This wasn’t boredom, you understand. When Kage was bored (which was rare, rare, rare) she watched The Wrong Box or played Monkey Island games. It was just when she not only couldn’t tell where she was, but had dropped the map on the floor of the car.

That’s where I am now. It’s not writer’s block. I know where my NaNoWriMo project is going, I am on track and in fact ahead of schedule; I’ve written more than 4,000 words on it today, which actually left me with at least one day’s work stored up against incipient famine. The plot … does not displease me. This is the rough draft, after all. The idea is to write at least 1,667 words every day, no matter how little sense they make. You just keep knitting on to the end of the scarf, adding whatever yarn comes to hand from your stash, and you worry about seams and selvage and colours afterwards. NaNoWriMo is not for cleanup.

No, my problem tonight is that it’s not making me happy. I am nervous, sullen, twitchy as a parrot on caffeine (and if you aren’t familiar with this phenomenon, Dear Readers, take my word for it that it’s ghastly). I have an urge to throw things. I want to leap up and down and yell insults at passing cars. I tried to pet the little black cat, and gave her an electric shock. I’ve taken all my requisite drugs, I have lots of coffee, there is chocolate available all over the house, my blood sugar and pressure are within normal tolerances. I’m just in a wretched, rotten mood.

But this happens, you know? It happens to all writers, except maybe AIs and Mr. Rogers. Since I regard it as a normal aspect of the arts and crafts of writing, that makes it fair game to write about it here. It won’t do any especial good, particularly for me, but maybe I can warn someone else to watch out for this mood. Be wary, Dear Readers, and all my sibling writers! It’s worse than a haunting. It’s the antithesis of a haunting.

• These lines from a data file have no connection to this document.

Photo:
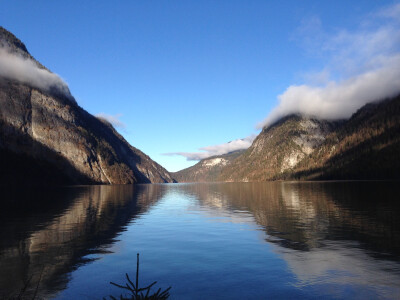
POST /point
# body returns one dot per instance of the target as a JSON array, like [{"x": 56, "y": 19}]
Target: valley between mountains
[{"x": 47, "y": 138}]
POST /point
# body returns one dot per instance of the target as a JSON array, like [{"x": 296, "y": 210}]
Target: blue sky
[{"x": 183, "y": 75}]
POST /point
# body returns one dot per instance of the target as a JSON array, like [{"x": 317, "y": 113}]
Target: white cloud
[
  {"x": 15, "y": 67},
  {"x": 113, "y": 119},
  {"x": 365, "y": 63},
  {"x": 220, "y": 149}
]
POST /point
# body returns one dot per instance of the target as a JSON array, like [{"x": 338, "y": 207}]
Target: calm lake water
[{"x": 286, "y": 240}]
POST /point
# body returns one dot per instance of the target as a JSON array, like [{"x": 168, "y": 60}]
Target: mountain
[
  {"x": 366, "y": 146},
  {"x": 207, "y": 169},
  {"x": 47, "y": 138},
  {"x": 278, "y": 149}
]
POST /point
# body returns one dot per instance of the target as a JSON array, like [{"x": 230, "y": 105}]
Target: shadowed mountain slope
[{"x": 45, "y": 137}]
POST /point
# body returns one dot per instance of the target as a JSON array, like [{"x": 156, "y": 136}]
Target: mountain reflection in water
[
  {"x": 335, "y": 239},
  {"x": 47, "y": 234}
]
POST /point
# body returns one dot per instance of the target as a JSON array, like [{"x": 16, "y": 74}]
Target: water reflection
[
  {"x": 47, "y": 234},
  {"x": 336, "y": 239},
  {"x": 332, "y": 235}
]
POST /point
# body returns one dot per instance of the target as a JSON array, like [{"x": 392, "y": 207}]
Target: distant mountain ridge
[
  {"x": 207, "y": 169},
  {"x": 367, "y": 146},
  {"x": 45, "y": 137}
]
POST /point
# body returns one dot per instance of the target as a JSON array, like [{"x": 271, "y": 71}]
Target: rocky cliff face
[{"x": 46, "y": 137}]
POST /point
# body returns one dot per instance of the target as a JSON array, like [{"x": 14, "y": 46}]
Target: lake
[{"x": 290, "y": 240}]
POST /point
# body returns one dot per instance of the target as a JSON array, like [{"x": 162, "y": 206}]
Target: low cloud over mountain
[
  {"x": 220, "y": 149},
  {"x": 25, "y": 70},
  {"x": 363, "y": 66}
]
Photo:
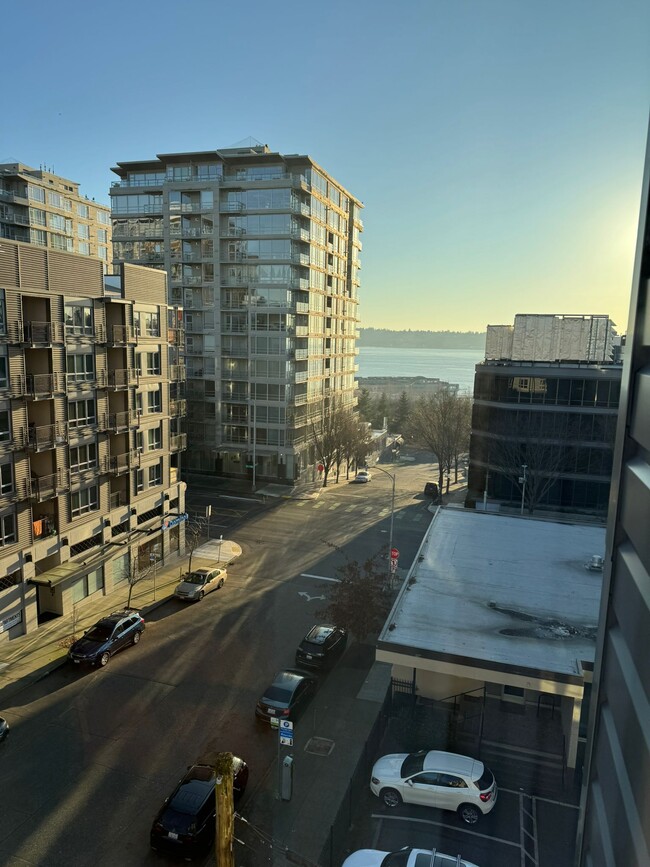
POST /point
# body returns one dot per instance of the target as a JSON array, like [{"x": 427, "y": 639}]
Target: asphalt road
[{"x": 92, "y": 754}]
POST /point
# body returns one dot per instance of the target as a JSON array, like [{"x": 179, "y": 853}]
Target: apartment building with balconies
[
  {"x": 39, "y": 207},
  {"x": 90, "y": 409},
  {"x": 262, "y": 252}
]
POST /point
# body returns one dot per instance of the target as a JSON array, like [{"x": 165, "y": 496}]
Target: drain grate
[{"x": 319, "y": 746}]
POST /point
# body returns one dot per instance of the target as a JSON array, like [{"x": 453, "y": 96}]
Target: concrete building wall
[{"x": 615, "y": 816}]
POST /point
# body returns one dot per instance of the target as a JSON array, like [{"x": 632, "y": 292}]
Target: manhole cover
[{"x": 319, "y": 746}]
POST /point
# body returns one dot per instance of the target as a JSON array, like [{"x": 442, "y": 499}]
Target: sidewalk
[{"x": 29, "y": 658}]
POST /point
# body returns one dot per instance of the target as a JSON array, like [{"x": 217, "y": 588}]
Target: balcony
[
  {"x": 121, "y": 379},
  {"x": 118, "y": 422},
  {"x": 117, "y": 465},
  {"x": 176, "y": 336},
  {"x": 177, "y": 442},
  {"x": 43, "y": 333},
  {"x": 43, "y": 527},
  {"x": 43, "y": 438},
  {"x": 177, "y": 408},
  {"x": 121, "y": 335},
  {"x": 47, "y": 487}
]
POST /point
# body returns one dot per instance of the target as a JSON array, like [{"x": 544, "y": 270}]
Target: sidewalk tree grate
[{"x": 319, "y": 746}]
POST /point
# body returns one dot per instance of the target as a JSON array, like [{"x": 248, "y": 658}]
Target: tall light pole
[
  {"x": 392, "y": 516},
  {"x": 522, "y": 482}
]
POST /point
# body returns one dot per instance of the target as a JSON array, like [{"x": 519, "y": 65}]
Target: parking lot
[{"x": 522, "y": 831}]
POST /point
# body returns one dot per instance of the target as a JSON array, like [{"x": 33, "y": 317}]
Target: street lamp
[
  {"x": 522, "y": 482},
  {"x": 392, "y": 515}
]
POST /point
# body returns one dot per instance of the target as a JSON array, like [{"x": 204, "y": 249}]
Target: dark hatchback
[
  {"x": 106, "y": 637},
  {"x": 286, "y": 697},
  {"x": 322, "y": 647},
  {"x": 185, "y": 824}
]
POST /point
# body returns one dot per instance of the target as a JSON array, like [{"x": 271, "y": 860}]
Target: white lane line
[
  {"x": 443, "y": 825},
  {"x": 551, "y": 801},
  {"x": 319, "y": 577}
]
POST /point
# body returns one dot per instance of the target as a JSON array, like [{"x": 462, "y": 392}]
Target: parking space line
[{"x": 443, "y": 825}]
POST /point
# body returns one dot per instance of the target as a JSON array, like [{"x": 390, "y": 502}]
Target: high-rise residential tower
[
  {"x": 39, "y": 207},
  {"x": 90, "y": 492},
  {"x": 262, "y": 251}
]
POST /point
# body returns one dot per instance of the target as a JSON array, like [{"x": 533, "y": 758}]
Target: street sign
[{"x": 286, "y": 733}]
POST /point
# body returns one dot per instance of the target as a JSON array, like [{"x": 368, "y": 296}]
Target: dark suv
[
  {"x": 106, "y": 637},
  {"x": 185, "y": 824},
  {"x": 321, "y": 647}
]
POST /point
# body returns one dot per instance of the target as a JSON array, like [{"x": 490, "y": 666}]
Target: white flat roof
[{"x": 501, "y": 589}]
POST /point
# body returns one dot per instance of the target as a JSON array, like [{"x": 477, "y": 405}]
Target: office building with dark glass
[{"x": 544, "y": 416}]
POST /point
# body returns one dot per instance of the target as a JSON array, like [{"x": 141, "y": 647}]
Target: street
[{"x": 93, "y": 754}]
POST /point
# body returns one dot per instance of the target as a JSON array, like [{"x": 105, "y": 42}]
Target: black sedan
[
  {"x": 286, "y": 697},
  {"x": 321, "y": 647},
  {"x": 106, "y": 637},
  {"x": 185, "y": 824}
]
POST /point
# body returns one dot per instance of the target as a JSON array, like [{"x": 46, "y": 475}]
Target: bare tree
[
  {"x": 328, "y": 437},
  {"x": 440, "y": 422},
  {"x": 540, "y": 444},
  {"x": 356, "y": 602}
]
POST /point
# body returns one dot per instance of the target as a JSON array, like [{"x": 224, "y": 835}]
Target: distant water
[{"x": 450, "y": 365}]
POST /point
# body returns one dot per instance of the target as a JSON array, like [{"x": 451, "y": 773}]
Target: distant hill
[{"x": 422, "y": 339}]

I would rather be haunted. Any writer would rather be haunted, than to be forging grimly on and taking no joy of the journey.

The movies and games that protected Kage don’t do anything for me. I’m going to go play some computer Mahjong. I’ll try reading – Stephen King, if I start willing whimsical; or my new book on the Toba Extinction Event 78,000 years ago. When my hands stop clenching, I’ll try some knitting. Eventually I’m going to eat something hideously thick with carbohydrates: fried chicken parts. Graham crackers with canned chocolate frosting. A masa and gin smoothie.

It’s the darkest side of writing.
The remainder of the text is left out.